Challenge: Are you asking God to join you in a fight for an outcome He’s not fighting for, or are you joining Him in His battle for you to experience the outcome He’s already won?

 The following are some examples of battles we can find ourselves trying to get God to join us in.

  • Launching a business that He didn’t call you to be involved with. We’ve all seen this.  The vision to start a business wasn’t from the Lord, but rather from greed, selfishness, the refusal to be under authority, or some other motive that God had nothing to do with, and as such, your fight to make the business work is a business God had nothing to do with either.
  • Fixing somebody He hasn’t called you to fix. It's not that God may not be trying to do something in their life, but if He’s not calling you to do it with Him then you are actually fighting against Him by insisting you need to do something He hasn’t told you to do!  You’re trying to fix them instead of trusting God!
  • Trying to make a relationship work that’s not meant for you. There are 8 billion people in the world and not everybody is meant to be to you, what you may want them to be to you.
  • Trying to serve or minister in a way you’re not called to do.

    Ultimately, the battle the Lord is fighting for you is the battle to lose your life so that you can receive His; that is to trust Him with your life so much that you totally surrender it to HIM and as such get His.  It's why Matthew wrote this,

    24 Then Jesus told his disciples, "If anyone would come after me, let him deny himself and take up his cross and follow me. 25 For whoever would save his life will lose it, but whoever loses his life for my sake will find it. (Matthew 16:24-25)


    It's why Paul wrote,


    1 I appeal to you therefore, brothers, by the mercies of God, to present your bodies as a living sacrifice, holy and acceptable to God, which is your spiritual worship. (Romans 12:1)

    The point is that the battle God is fighting in our lives is for us to live our lives worshiping HIM! It's why John Piper began the very first chapter in his now-famous book on Biblical missions with these words,


    “Missions is not the ultimate goal of the church.  Worship is.  Missions exists because worship doesn’t.  Worship is ultimate, not missions, because God is ultimate, not man.”22Piper, J. (1993). Let the Nations Be Glad! The Supremacy of God in Missions (p. 11).
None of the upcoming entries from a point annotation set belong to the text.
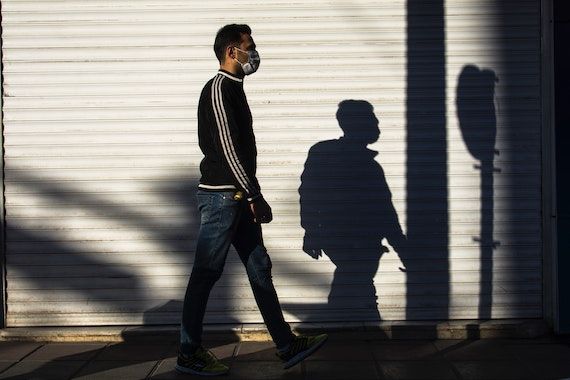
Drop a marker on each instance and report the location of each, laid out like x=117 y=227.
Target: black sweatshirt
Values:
x=225 y=135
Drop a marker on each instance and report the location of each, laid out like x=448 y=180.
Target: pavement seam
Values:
x=87 y=362
x=22 y=359
x=154 y=369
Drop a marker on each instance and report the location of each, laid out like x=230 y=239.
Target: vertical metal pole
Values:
x=2 y=202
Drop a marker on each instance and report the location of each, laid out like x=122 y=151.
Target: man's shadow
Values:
x=346 y=211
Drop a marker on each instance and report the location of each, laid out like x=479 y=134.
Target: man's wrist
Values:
x=255 y=198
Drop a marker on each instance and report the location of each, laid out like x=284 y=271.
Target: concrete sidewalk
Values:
x=346 y=356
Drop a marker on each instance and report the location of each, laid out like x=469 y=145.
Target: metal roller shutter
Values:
x=101 y=158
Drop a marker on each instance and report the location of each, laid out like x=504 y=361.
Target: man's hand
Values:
x=261 y=211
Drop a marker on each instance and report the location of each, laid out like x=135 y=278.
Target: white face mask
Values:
x=252 y=63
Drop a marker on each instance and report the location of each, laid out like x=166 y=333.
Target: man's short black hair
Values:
x=229 y=35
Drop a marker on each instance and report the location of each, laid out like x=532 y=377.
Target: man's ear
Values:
x=230 y=52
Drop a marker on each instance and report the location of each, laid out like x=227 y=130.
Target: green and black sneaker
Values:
x=202 y=362
x=300 y=348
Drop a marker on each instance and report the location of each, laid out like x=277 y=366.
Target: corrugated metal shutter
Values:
x=102 y=161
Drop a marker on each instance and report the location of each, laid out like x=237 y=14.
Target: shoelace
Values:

Grand Rapids, Michigan: Baker Books.


    The point he was making is the goal of the church is not missions, but rather worship.  Missions are therefore a necessity because most of the world doesn’t worship God!

    God fights our battles to accomplish His will, not ours.  God fights our battles to bring us into the full experience of His life and that is only realized as we live our lives in true obedience and worship of Him.  Therefore, what God is doing is fighting for us to truly worship Him; to truly live our lives bowed down before Him, and to find our total identity and self in Him!

    So, the battles we launch into this life need to be the ones He’s calling us into for His purpose, otherwise we are launching into battles for us to win life from others who have no more of it than we do, instead of fighting with Him in His battle for us to have His life!

    Are you asking God to be on your side or joining Him on His? Are you asking God to fight your battles or surrendering your battles to join Him in His?  Are you responding to God with obedience and worship, or just obeying God to try and get Him to bless your effort to glorify yourself?




Discussion Questions

  • What are the two symbols of the obedience of the Israelites in Joshua 5?
  • Why was the renewal of these symbols important as Israel entered the Promised Land?
  • What are some symbols of obedience in your life that help to train you for obedience in harder areas of life?
  • How did Joshua worship in Joshua 5?
  • Why did Joshua find it necessary to worship?
  • How do you know when you are worshipping in your own life?